現代では脳科学やコンピュータ科学など自然科学的方法によって人間の「心」を解明しようとする試みが盛んになっています。自然科学の方法は17世紀の「科学革命」を通じて確立されました。それを端的に表現したのが、ガリレオの「宇宙という書物は数学の言葉で書かれている」という一句です。しかし、人間の心や行為を「数学の言葉」で記述することには大きな困難があります。自然科学は数量的に測定可能な「一次性質(長さ、重さ、形、速さ等)」のみを自然界の客観的性質と認め、数量化できない「二次性質(色、音、匂い、手触り等)」や、「心的言語(痛い、悲しい)」を単なる主観的性質として科学理論から閉め出したからです。
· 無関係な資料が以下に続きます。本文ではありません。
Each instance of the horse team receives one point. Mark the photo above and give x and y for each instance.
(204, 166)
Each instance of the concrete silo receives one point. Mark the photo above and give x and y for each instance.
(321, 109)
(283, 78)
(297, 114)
人間が生きる「生活世界」は二次性質や心的言語に彩られた世界であり、心や行為の記述には人間科学に特有のアプローチが必要です。自然科学が「物」を対象とする「三人称の科学」であるとすれば、人間科学は「人」を対象とする「二人称の科学」だと言えます。二人称の科学の基盤をなしているのは、「数学の言葉」ではなく、経験を組織化する言語行為としての「物語り(narrative)」にほかなりません。「物語り」は他者との相互作用を通じて紡ぎ出されるものであり、その点で、「臨床の知」と隣接しています。講演では、自然科学と人間科学の違いを明らかにするとともに、人間科学の方法論として最近注目を集めている「ナラトロジー(物語り論)」について考えてみます。